Le elezioni del 2 aprile riaprirono lo scontro delle correnti nel PSI, che appariva maggiormente colpito (solo 42 eletti dei 141 del Fronte). S'impose un congresso straordinario, che si tenne a Genova (27-30 giugno). Il C., intervenendo nella seduta del 28, illustrò la mozione della sinistra da posizioni difensive, interpretando la sconfitta come l'occasione per sfrondare "molte illusioni". La sinistra perdeva la maggioranza: il C. non tornò in direzione. Ai primi di agosto la nuova direzione, che impresse alla propria politica un forte accento autonomista, chiedeva lo scioglimento del Fronte contro la volontà della sinistra, rappresentata nella presidenza dal C., Lizzadri e Morandi, e l'otteneva. A fine anno deplorava quei socialisti, tra cui il C., che si erano congratulati per la fusione, in Polonia, tra partito comunista e partito socialista. La situazione generale appariva ormai polarizzata (era divenuta definitiva la rottura con il Committee for International Socialist Conference): tuttavia, battendosi contro la ratifica del Patto atlantico, il PSI si orientava su una propria linea politica internazionale, per la neutralità d'Italia. Agli inizi del '49 la sinistra si raccoglieva attorno a Mondo operaio, ed al congresso di Firenze (11-15 maggio) riacquistava la maggioranza: il C. rientrava in direzione.

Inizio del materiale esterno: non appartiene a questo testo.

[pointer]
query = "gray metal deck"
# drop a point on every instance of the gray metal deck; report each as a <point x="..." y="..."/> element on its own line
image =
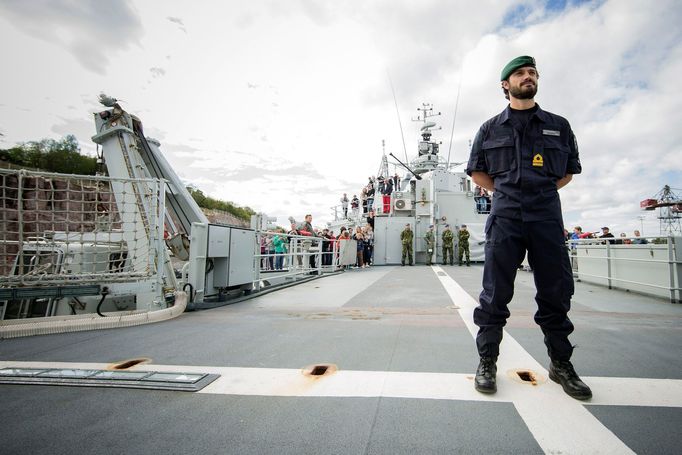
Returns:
<point x="405" y="361"/>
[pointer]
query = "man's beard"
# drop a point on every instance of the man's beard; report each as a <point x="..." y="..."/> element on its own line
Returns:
<point x="524" y="92"/>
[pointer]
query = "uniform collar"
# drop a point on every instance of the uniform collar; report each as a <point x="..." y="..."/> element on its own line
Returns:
<point x="539" y="113"/>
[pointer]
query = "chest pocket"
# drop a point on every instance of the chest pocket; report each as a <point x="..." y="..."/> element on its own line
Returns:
<point x="498" y="153"/>
<point x="555" y="156"/>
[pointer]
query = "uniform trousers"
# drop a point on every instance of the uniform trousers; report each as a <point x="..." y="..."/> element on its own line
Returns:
<point x="506" y="243"/>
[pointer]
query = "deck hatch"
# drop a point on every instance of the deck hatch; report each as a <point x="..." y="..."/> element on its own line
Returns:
<point x="187" y="382"/>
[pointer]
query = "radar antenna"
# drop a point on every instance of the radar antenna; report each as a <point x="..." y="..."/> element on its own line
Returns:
<point x="383" y="167"/>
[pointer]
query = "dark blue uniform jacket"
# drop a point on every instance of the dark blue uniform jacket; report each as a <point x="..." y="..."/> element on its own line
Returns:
<point x="525" y="167"/>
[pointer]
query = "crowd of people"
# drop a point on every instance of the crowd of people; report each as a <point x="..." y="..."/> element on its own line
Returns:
<point x="622" y="239"/>
<point x="383" y="186"/>
<point x="277" y="251"/>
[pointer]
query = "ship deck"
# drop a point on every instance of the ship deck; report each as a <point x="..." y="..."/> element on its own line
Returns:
<point x="401" y="339"/>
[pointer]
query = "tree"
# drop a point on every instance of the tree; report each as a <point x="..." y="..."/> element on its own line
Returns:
<point x="50" y="155"/>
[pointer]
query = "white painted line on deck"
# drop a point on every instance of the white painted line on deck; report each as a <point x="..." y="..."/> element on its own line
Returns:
<point x="559" y="423"/>
<point x="290" y="382"/>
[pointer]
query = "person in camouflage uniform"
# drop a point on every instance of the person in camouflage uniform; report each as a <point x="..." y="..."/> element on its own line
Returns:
<point x="463" y="240"/>
<point x="430" y="239"/>
<point x="448" y="237"/>
<point x="406" y="238"/>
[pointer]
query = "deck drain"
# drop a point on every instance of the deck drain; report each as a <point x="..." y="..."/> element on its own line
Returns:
<point x="526" y="377"/>
<point x="124" y="365"/>
<point x="324" y="369"/>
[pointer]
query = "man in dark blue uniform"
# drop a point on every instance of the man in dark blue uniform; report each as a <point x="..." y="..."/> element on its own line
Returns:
<point x="525" y="155"/>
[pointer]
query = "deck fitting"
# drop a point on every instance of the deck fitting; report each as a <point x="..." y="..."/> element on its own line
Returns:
<point x="526" y="376"/>
<point x="125" y="364"/>
<point x="319" y="370"/>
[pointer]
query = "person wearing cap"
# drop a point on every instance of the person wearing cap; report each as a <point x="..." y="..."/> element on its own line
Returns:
<point x="448" y="246"/>
<point x="406" y="238"/>
<point x="430" y="239"/>
<point x="524" y="155"/>
<point x="605" y="234"/>
<point x="463" y="244"/>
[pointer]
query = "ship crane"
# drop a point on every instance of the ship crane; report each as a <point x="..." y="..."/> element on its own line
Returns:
<point x="669" y="206"/>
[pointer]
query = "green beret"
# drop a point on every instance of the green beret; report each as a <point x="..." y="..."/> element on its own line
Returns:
<point x="518" y="62"/>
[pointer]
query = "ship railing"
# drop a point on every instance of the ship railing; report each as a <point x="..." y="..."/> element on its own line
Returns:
<point x="304" y="256"/>
<point x="653" y="268"/>
<point x="60" y="229"/>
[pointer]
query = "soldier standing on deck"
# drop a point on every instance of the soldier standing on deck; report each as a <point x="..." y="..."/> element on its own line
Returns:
<point x="448" y="248"/>
<point x="525" y="155"/>
<point x="463" y="241"/>
<point x="430" y="239"/>
<point x="406" y="238"/>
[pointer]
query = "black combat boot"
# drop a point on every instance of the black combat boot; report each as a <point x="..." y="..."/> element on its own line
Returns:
<point x="562" y="372"/>
<point x="485" y="375"/>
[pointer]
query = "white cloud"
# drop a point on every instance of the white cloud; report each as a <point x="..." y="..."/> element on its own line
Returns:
<point x="311" y="78"/>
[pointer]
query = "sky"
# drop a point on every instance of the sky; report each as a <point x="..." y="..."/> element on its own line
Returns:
<point x="282" y="106"/>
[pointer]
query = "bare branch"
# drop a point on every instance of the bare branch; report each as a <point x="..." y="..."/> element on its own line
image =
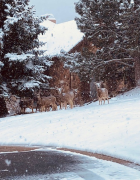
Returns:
<point x="116" y="60"/>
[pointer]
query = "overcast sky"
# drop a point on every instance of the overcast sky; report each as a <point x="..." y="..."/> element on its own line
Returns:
<point x="63" y="10"/>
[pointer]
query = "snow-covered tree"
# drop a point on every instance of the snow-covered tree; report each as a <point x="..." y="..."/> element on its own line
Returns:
<point x="23" y="64"/>
<point x="113" y="27"/>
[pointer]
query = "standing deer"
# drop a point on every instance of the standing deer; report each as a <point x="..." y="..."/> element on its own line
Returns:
<point x="44" y="102"/>
<point x="102" y="93"/>
<point x="65" y="98"/>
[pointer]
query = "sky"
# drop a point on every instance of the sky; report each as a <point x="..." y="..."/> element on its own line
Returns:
<point x="63" y="10"/>
<point x="112" y="129"/>
<point x="55" y="35"/>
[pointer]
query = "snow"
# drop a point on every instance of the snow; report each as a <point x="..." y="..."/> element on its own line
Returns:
<point x="59" y="37"/>
<point x="111" y="129"/>
<point x="14" y="56"/>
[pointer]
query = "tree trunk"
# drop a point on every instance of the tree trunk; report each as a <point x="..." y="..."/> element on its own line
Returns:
<point x="137" y="71"/>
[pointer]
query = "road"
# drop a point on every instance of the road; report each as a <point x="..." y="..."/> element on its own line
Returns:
<point x="49" y="164"/>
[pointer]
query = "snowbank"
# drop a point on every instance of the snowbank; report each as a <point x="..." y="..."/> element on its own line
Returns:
<point x="111" y="129"/>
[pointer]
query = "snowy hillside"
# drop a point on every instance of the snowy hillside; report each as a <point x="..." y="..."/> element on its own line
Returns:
<point x="59" y="37"/>
<point x="111" y="129"/>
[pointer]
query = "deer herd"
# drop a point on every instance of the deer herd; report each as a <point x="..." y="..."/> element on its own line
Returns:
<point x="46" y="103"/>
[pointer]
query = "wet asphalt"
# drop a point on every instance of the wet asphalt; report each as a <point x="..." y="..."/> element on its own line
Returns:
<point x="21" y="165"/>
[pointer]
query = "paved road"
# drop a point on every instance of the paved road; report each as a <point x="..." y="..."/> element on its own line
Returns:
<point x="51" y="165"/>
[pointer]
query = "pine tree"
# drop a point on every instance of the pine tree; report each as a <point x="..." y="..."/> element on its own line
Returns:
<point x="23" y="63"/>
<point x="113" y="27"/>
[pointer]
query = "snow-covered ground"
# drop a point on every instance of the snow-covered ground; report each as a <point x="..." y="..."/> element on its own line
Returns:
<point x="111" y="129"/>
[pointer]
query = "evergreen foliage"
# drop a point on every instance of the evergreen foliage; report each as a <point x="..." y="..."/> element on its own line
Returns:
<point x="112" y="27"/>
<point x="22" y="63"/>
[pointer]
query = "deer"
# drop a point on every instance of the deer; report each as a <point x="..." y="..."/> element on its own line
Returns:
<point x="102" y="93"/>
<point x="65" y="98"/>
<point x="26" y="102"/>
<point x="44" y="103"/>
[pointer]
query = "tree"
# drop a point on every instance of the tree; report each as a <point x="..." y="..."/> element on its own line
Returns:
<point x="113" y="27"/>
<point x="23" y="63"/>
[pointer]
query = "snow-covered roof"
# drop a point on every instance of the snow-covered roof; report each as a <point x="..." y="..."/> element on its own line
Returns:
<point x="59" y="37"/>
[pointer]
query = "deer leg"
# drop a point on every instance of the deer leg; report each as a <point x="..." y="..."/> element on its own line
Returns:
<point x="108" y="100"/>
<point x="65" y="104"/>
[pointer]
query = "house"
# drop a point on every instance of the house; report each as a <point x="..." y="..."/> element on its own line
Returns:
<point x="64" y="37"/>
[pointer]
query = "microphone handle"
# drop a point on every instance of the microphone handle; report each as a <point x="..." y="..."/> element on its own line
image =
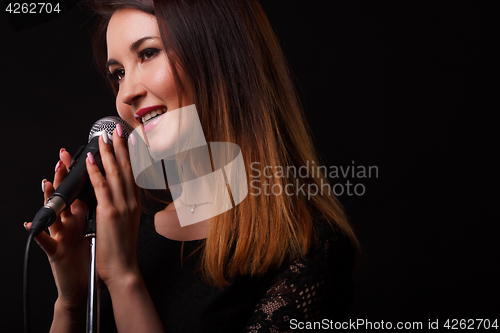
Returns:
<point x="76" y="185"/>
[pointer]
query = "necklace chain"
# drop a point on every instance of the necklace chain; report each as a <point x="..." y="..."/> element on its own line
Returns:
<point x="193" y="206"/>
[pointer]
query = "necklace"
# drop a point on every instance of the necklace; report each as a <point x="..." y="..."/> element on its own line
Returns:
<point x="193" y="206"/>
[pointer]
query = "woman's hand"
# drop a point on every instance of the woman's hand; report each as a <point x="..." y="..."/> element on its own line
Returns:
<point x="67" y="248"/>
<point x="118" y="211"/>
<point x="117" y="222"/>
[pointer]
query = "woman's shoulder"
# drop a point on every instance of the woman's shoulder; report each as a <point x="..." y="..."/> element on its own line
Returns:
<point x="314" y="287"/>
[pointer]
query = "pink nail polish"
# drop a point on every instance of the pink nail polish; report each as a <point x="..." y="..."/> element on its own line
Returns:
<point x="58" y="165"/>
<point x="91" y="158"/>
<point x="132" y="139"/>
<point x="119" y="130"/>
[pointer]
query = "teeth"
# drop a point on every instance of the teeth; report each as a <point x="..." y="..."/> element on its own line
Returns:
<point x="153" y="114"/>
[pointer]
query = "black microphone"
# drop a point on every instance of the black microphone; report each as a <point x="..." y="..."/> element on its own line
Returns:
<point x="77" y="183"/>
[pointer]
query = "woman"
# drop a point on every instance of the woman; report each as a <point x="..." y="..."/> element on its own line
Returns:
<point x="274" y="259"/>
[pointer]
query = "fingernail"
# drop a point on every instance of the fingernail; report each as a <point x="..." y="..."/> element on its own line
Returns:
<point x="91" y="158"/>
<point x="104" y="135"/>
<point x="132" y="139"/>
<point x="119" y="130"/>
<point x="58" y="165"/>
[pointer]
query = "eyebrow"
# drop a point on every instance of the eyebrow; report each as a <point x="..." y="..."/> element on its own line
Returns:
<point x="133" y="48"/>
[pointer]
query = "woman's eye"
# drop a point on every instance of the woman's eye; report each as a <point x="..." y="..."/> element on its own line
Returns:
<point x="117" y="75"/>
<point x="148" y="53"/>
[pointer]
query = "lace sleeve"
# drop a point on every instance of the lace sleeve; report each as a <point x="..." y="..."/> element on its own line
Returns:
<point x="308" y="290"/>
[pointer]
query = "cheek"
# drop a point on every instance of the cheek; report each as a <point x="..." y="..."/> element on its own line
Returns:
<point x="162" y="85"/>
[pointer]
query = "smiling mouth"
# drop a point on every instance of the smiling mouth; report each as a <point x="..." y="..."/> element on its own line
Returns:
<point x="150" y="116"/>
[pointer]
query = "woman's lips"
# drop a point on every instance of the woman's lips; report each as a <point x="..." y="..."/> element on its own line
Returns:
<point x="144" y="111"/>
<point x="150" y="124"/>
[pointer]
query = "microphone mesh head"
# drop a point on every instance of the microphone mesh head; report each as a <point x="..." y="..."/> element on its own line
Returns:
<point x="108" y="124"/>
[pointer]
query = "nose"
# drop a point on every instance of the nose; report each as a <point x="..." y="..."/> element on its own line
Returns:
<point x="131" y="89"/>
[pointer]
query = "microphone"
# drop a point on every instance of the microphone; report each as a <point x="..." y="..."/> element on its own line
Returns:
<point x="77" y="183"/>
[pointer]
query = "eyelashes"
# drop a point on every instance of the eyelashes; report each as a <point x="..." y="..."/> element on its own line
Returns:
<point x="118" y="74"/>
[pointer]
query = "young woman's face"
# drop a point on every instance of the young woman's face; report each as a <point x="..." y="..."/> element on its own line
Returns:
<point x="138" y="62"/>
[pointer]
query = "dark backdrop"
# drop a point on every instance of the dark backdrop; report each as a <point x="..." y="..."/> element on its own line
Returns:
<point x="409" y="89"/>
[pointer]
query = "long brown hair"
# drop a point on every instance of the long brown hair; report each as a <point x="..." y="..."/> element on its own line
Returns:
<point x="244" y="93"/>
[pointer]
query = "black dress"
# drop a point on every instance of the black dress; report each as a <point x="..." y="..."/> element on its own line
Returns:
<point x="312" y="289"/>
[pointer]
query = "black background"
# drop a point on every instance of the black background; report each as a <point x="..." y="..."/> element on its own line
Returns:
<point x="412" y="90"/>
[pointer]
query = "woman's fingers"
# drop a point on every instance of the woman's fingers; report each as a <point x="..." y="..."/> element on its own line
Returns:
<point x="65" y="157"/>
<point x="98" y="181"/>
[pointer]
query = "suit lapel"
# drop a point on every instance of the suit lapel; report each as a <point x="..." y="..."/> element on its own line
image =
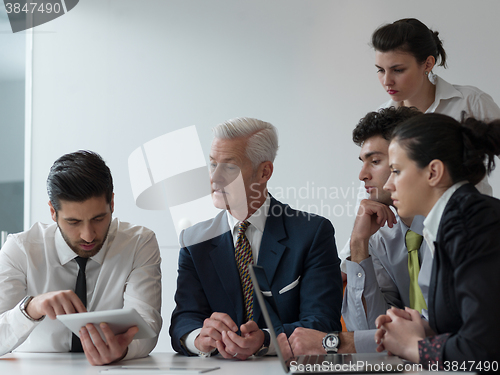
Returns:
<point x="222" y="256"/>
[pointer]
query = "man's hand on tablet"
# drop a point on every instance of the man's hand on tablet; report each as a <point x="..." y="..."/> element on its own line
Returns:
<point x="100" y="352"/>
<point x="55" y="303"/>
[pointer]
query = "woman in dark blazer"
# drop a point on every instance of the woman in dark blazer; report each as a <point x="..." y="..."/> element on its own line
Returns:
<point x="435" y="163"/>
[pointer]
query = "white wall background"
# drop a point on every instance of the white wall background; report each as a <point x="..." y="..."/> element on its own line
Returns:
<point x="111" y="75"/>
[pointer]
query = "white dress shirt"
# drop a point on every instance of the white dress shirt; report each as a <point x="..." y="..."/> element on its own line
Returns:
<point x="431" y="222"/>
<point x="254" y="234"/>
<point x="450" y="100"/>
<point x="125" y="273"/>
<point x="383" y="280"/>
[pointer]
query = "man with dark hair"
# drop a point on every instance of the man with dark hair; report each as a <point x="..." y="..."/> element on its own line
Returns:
<point x="378" y="271"/>
<point x="85" y="261"/>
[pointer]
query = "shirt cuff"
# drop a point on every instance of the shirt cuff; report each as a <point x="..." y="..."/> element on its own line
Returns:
<point x="364" y="341"/>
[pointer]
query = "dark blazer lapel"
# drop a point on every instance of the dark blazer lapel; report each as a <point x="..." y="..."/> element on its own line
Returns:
<point x="222" y="256"/>
<point x="271" y="250"/>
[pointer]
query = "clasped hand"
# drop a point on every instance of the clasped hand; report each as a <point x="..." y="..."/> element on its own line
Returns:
<point x="219" y="332"/>
<point x="399" y="332"/>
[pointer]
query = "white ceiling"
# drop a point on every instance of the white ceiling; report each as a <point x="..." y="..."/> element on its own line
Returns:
<point x="12" y="50"/>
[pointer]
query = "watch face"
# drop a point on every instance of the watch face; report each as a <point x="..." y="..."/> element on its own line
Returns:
<point x="332" y="341"/>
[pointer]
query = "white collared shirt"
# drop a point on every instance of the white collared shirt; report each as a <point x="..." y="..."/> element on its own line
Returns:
<point x="125" y="273"/>
<point x="255" y="230"/>
<point x="431" y="222"/>
<point x="451" y="100"/>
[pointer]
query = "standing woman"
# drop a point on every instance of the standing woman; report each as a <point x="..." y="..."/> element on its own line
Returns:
<point x="435" y="163"/>
<point x="406" y="52"/>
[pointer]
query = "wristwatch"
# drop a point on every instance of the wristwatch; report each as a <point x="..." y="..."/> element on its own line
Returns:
<point x="331" y="342"/>
<point x="24" y="305"/>
<point x="265" y="346"/>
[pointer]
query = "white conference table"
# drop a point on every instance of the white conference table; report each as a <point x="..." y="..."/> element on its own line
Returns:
<point x="76" y="364"/>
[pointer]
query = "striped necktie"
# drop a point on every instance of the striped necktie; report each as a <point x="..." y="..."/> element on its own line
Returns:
<point x="413" y="241"/>
<point x="243" y="255"/>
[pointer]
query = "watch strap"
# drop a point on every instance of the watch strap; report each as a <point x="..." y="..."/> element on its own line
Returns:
<point x="24" y="304"/>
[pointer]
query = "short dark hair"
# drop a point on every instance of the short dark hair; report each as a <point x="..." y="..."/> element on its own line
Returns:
<point x="382" y="123"/>
<point x="77" y="177"/>
<point x="463" y="147"/>
<point x="411" y="36"/>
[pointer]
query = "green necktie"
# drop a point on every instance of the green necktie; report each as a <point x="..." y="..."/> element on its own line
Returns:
<point x="413" y="241"/>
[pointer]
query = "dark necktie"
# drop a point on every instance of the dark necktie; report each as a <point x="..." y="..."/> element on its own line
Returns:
<point x="81" y="292"/>
<point x="244" y="257"/>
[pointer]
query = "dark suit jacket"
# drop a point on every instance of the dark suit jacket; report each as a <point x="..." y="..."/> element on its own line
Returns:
<point x="464" y="295"/>
<point x="294" y="244"/>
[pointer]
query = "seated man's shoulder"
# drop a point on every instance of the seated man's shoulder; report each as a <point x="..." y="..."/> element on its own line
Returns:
<point x="204" y="231"/>
<point x="297" y="218"/>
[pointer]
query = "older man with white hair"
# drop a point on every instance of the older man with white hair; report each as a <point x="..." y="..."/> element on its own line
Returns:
<point x="215" y="309"/>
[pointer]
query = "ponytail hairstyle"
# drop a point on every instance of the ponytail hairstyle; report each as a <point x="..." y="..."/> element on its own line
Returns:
<point x="411" y="36"/>
<point x="467" y="149"/>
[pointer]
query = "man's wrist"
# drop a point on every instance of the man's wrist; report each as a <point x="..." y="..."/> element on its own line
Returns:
<point x="264" y="348"/>
<point x="23" y="306"/>
<point x="359" y="249"/>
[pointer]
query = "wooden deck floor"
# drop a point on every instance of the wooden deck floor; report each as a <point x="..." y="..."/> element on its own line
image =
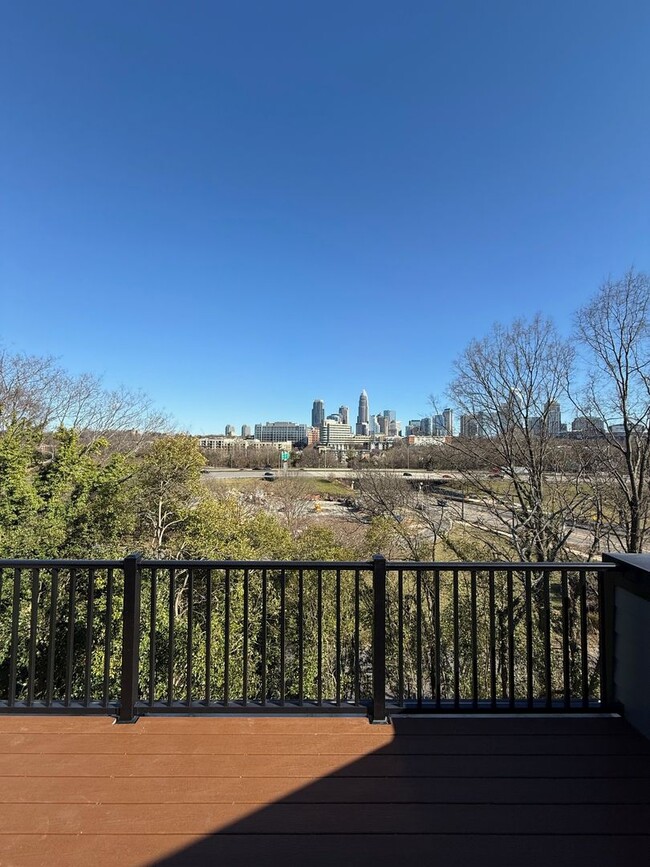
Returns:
<point x="325" y="791"/>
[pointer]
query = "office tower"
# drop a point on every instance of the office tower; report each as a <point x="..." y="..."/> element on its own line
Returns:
<point x="317" y="413"/>
<point x="588" y="424"/>
<point x="363" y="418"/>
<point x="281" y="431"/>
<point x="438" y="425"/>
<point x="334" y="433"/>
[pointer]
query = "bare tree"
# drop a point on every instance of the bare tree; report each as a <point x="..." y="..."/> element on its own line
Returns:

In ottobre, il congresso di Genova della C.G.I.L. (da cui erano usciti i cattolici un anno prima) chiamava il C. nella segreteria per la corrente socialista. Per la C.G.I.L., a fine mese, egli si recava a Melissa a compiere una inchiesta su uno degli episodi più sanguinosi della repressione governativa contro l'occupazione delle terre.
Il clima di tensione sociale agevolò la politica di "identificazione" tra le due principali correnti del partito, in vista del congresso di Bologna (17-20 genn. '51). Il C., relatore sull'azione di massa, quale segretario della C.G.I.L., fu tra i portavoce, in tale contesto, generale ed interno, di un rilancio dell'unità d'azione. Consolidatasi in direzione, nel Comitato centrale del 23-24 giugno la sinistra tentava di ridare vigore al tema della fusione: il C., in particolare, interpretava la ripresa elettorale nelle recenti amministrative come un successo della "politica unitaria".
Il C. moriva improvvisamente a Roma il 17 aprile 1951.
Bibl.: Tra i necrologi, cfr. in particolare, Avanti!, 18 agosto e 23 ott. 1951; Movimento operaio, IV (1951), n. 139, pp. 3, 10; L. C., Salerno 1915; P. Nenni, In mem. di L. C., Roma 1952; v. inoltre: L. Basso, IlPartito social. ital., Milano 1958, p. 72; F. Catalano, L'Italia dalla dittatura alla democrazia (1919-48), Milano 1962, ad Indicem;N. Gallerano, La lotta polit. nell'Italia del sud dall'armistizio al congresso di Bari, in Riv. stor. del socialismo, IX(1966), n. 28, pp. 56 s.; A. Lepre, La svolta di Salerno, Roma 1966, p. 20; Il PSI nei suoi congressi, V, a cura di F. Pedone, Milano 1966, ad Indicem;A. Landolfi, Il socialismo ital., Roma 1968, pp. 19, 53; R. Colapietra, La lotta polit. in Italia dalla liber. di Roma alla Costituente, Bologna 1969, ad Indicem;O.Lizzadri, Ilsocialismo ital. dal frontismo al centrosinistra, Roma 1969, pp. 28-201 passim;A. Agosti, R. Morandi. Il pensiero e l'azione politica, Bari 1971, ad Indicem; Piccola encicl. del socialismo e del comunismo, Milano 1966, I, s.v.; Encicl. dell'antifascismo e della resistenza, a cura di P. Secchia, Milano 1969, I, s.v.